Drug Discovery, Johnson & Johnson Pharmaceutical Research and Development, L.L.C., Welsh & McKean Roads, PO Box 776, Spring House, PA 19477-0776, USA.
Bioorg Med Chem Lett. 2010 Feb 15;20(4):1432-5. doi: 10.1016/j.bmcl.2009.12.096. Epub 2010 Jan 4.
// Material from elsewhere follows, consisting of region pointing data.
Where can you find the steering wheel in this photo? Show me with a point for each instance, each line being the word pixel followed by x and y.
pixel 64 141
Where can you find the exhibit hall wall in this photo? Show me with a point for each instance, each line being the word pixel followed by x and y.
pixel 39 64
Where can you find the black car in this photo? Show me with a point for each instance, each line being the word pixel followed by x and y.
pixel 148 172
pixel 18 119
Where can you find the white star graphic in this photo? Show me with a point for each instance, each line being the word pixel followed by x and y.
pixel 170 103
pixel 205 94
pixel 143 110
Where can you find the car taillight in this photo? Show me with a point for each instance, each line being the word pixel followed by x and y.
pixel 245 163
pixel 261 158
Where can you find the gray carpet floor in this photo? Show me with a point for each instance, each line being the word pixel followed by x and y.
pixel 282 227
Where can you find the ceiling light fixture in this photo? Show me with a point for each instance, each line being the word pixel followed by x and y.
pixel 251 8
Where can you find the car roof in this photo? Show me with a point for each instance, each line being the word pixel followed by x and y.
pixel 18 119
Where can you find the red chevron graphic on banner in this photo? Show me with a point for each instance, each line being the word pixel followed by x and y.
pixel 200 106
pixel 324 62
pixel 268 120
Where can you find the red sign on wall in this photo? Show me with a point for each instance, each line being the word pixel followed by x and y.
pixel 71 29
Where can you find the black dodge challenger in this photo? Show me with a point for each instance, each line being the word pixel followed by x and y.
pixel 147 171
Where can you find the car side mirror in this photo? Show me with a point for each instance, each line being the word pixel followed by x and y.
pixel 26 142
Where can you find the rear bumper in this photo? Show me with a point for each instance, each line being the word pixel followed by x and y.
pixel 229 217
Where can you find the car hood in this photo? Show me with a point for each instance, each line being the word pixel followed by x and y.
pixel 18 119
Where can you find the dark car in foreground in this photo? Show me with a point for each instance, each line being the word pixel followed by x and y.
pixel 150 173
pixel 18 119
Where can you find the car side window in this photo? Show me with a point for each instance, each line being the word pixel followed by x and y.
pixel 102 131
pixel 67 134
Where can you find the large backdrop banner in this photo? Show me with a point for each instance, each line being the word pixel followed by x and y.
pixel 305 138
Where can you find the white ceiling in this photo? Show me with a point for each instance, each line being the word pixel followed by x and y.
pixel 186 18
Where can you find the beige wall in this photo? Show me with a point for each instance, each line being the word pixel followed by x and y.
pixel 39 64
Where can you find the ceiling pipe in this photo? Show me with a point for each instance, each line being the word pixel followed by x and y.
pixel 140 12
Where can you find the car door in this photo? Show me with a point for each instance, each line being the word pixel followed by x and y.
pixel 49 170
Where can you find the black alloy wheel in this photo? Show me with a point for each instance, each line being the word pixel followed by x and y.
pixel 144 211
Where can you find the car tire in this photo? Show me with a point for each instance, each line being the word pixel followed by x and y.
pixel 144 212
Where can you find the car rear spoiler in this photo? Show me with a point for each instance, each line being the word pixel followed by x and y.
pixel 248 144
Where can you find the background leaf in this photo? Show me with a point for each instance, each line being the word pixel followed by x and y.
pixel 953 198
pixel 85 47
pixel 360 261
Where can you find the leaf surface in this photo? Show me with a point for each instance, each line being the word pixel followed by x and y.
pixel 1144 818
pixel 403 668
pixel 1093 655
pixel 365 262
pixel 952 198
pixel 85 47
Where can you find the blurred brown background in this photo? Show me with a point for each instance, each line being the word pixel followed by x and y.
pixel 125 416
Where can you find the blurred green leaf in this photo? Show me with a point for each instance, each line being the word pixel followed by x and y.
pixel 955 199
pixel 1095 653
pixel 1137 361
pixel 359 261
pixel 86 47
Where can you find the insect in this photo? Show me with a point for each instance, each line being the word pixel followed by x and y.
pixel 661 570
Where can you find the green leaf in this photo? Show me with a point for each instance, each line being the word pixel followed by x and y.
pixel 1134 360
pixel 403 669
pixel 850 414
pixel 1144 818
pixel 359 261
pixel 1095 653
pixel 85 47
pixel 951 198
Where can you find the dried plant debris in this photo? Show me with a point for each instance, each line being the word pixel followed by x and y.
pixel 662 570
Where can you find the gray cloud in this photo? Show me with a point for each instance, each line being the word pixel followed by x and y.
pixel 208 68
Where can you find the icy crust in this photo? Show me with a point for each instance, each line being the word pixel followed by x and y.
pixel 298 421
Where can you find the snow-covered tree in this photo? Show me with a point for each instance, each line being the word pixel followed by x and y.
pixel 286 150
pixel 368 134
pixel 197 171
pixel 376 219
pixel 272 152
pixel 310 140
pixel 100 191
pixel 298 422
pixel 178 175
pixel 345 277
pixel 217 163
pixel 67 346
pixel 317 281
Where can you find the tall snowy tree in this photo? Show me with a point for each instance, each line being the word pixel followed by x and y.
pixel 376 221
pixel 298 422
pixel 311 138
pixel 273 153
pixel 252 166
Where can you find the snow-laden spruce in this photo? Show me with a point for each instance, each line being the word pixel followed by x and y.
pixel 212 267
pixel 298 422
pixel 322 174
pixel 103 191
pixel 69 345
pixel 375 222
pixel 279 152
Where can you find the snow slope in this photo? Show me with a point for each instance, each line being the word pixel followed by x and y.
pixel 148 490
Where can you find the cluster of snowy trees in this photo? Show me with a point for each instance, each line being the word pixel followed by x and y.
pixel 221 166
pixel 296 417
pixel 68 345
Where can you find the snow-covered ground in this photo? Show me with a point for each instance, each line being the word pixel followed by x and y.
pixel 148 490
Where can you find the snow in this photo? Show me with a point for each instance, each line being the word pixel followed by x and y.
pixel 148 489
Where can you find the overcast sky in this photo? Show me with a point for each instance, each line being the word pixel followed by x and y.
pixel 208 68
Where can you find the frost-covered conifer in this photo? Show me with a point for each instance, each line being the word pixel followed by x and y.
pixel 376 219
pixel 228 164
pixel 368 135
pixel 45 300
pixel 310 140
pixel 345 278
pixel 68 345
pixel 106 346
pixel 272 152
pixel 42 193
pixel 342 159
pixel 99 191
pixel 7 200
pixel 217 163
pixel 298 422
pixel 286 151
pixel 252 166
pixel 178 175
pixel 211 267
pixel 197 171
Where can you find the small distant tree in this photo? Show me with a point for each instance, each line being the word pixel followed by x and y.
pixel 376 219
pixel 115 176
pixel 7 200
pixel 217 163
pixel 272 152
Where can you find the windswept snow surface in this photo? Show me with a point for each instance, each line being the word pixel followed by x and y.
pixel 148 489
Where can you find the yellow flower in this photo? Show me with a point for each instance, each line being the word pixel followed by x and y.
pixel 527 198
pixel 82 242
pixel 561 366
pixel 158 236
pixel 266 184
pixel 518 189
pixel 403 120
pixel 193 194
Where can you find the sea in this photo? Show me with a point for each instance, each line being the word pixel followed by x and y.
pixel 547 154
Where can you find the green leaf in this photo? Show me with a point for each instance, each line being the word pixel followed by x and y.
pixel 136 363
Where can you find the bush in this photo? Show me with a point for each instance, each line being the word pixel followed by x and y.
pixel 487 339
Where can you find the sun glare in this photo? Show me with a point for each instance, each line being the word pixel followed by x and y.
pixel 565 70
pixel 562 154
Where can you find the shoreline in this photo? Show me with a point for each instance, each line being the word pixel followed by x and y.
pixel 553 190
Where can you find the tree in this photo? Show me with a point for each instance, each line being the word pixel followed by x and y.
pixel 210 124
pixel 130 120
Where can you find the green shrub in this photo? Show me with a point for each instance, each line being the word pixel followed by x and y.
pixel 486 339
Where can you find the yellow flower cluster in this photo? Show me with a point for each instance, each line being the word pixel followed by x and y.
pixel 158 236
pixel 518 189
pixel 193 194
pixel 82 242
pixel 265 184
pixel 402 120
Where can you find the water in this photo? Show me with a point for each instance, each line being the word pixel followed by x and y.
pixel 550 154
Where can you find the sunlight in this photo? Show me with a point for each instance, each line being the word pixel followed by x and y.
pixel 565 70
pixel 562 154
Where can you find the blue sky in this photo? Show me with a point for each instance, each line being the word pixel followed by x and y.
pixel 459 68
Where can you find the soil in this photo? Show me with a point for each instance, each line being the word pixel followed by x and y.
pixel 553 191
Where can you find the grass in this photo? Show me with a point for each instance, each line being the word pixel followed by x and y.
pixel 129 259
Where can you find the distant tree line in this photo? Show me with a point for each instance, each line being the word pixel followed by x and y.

2,3-Dihydro-3,8-diphenylbenzo[1,4]oxazines were identified as a new class of potent cholesteryl ester transfer protein inhibitors. The most potent compound 6a (IC50=26 nM) possessed a favorable pharmacokinetic profile with good oral bioavailability in rat (F=53%) and long human liver microsome stability (t(1/2)=62 min). It increased HDL-C in human CETP transgenic mice and high-fat fed hamsters. The structure and activity relationship of this series will be described in this Letter.
2,3-二氢-3,8-二苯基苯并[1,4]恶嗪被鉴定为一类新型强效胆固醇酯转移蛋白抑制剂。最有效的化合物 6a(IC50=26 nM)具有良好的药代动力学特性,在大鼠(F=53%)中具有良好的口服生物利用度,并且人肝微粒体稳定性长(t(1/2)=62 min)。它能增加人 CETP 转基因小鼠和高脂喂养仓鼠的 HDL-C。本函将描述该系列的结构和活性关系。